In some situations - where there is an eating disorder, for example - the client's behaviour may be putting him or her at risk. It might be prudent here to limit your role and ensure that somebody sees the client face-to-face to make a more direct assessment. This might mean referring the client to another practitioner, or to a counsellor, doctor or other health professional.

Nevertheless in most cases email help can be effective if offered in a sensitive and non-directive way.

"One of my greatest pleasures was to help a 16 year old boy via an email consultation. He never spoke to anyone about anything before we 'spoke'. When we started he said very little but by the end he was sending me pages of thoughts. Afterwards he thanked me so much for 'listening' and reading between the lines."

- Julie Briggs BFRP

Chat and meeting rooms

Online chat and meeting rooms are good alternatives to email consultations. You can set up rooms so that you and the client are the only two people communicating, and if you use a reputable onine provider the service should be secure and confidential.

The obvious benefit to chat is the speed at which you can ask questions and receive answers - although this does depend on typing speeds. Meeting rooms often allow you to communicate using VOIP protocols similar to the Skype system, which removes this barrier. Add a webcam to your computer and you and your client can get pretty close to a face-to-face consultation.

Whatever way the first contact with a client comes you could consider moving to this kind of interaction, assuming you and your client both have the computer and broadband facilities necessary, and you are confident exploring the technology involved.

Phone consultations

Phone consultations can be a good way to mimic at least some of the interactivity and personal rapport that we expect to find in a face-to-face consultation.

As with all interventions by distance, the key to making this work is the use of open questions; and a keen sense of where your boundaries lie in terms of the kind of problem you feel qualified to help via phone.

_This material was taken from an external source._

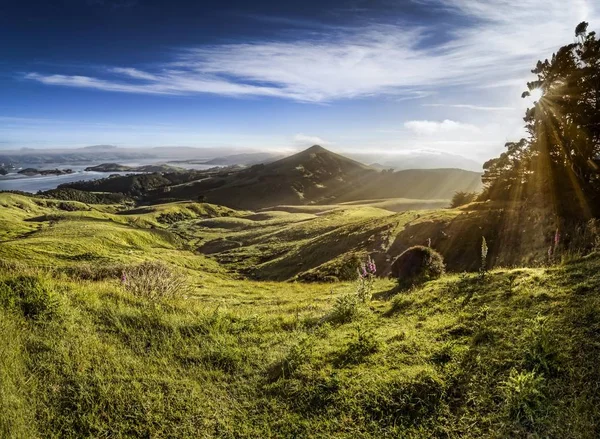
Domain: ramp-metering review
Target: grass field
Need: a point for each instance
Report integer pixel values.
(514, 354)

Be careful about scheduling phone calls. Find a time where the client will be alone and undisturbed, and make a firm commitment to call at that specific time. It's a good idea to explain the duration and general content of a Bach consultation when the first call is booked - an online guide or an information sheet is one way to do this.

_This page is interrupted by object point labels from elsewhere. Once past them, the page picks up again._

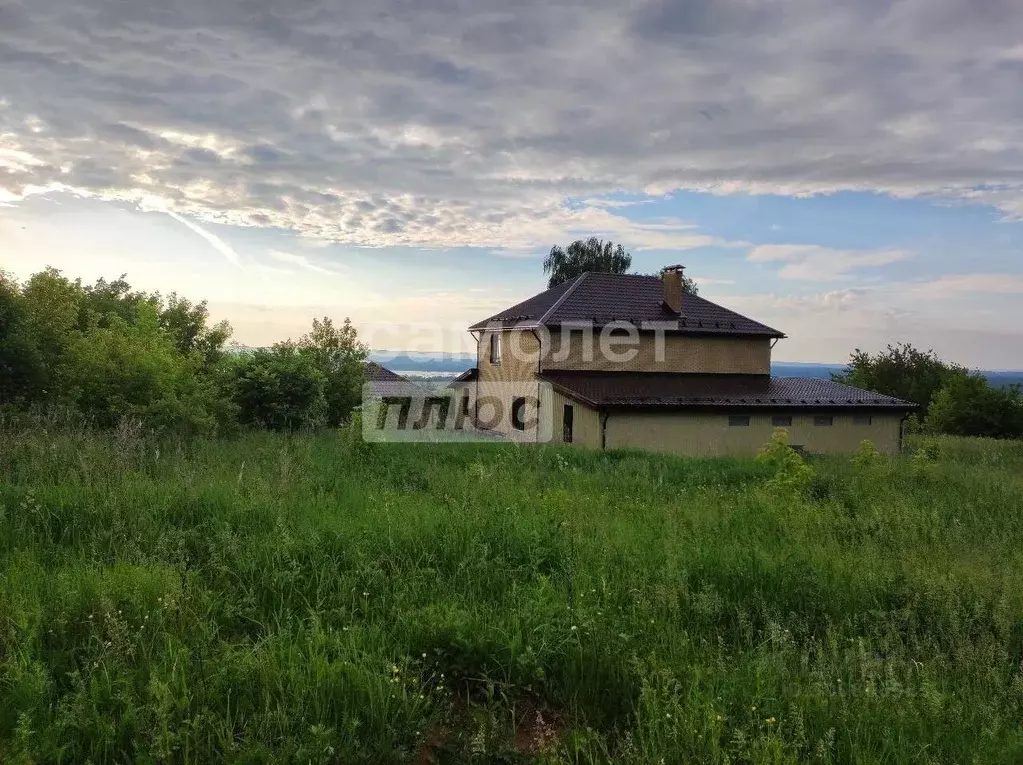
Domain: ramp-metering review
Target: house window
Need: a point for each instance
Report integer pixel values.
(495, 348)
(518, 413)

Some BFRPs feel more in control of timekeeping if they call the client themselves when the consultation is to start rather than wait for the client to call them. If the client doesn't answer you can leave a timed message to say you have called for your appointment. If you wait for the client to call you and she calls 15 minutes later than planned that might mean cutting the consultation short or being late for your next appointment.

When the caller isn’t the client

The difficulties involved in helping at a distance are magnified enormously when the person making the call is not the person who is going to take the remedies. The caller will usually have the best motives - but it is nearly impossible to be sure about our selections if we are not able to talk to the person concerned directly.

For this reason any advice we offer in these circumstances should be educational and general in nature. We need to be clear to the caller that we can't make personal selections for a third person without talking to them ourselves (or observing them, in the case of young children and animals). We can only ask about the situation and describe a few remedies that might be worth considering.

If the caller decides on this basis to select some remedies and wants you to confirm the choice, explain again that you can't do this without talking to the person yourself.

See also the separate guidelines on working with animals.

Disclaimer

The information here is provided in good faith but does not constitute legal advice or opinion. No responsibility will be taken by the Bach Centre or any of its agents or officers for any act or omission carried out by anybody who follows these guidelines. In line with clauses 8.1, 8.2 and 8.3 of the Bach Foundation Code of Practice BFRPs are responsible for their own actions at all times.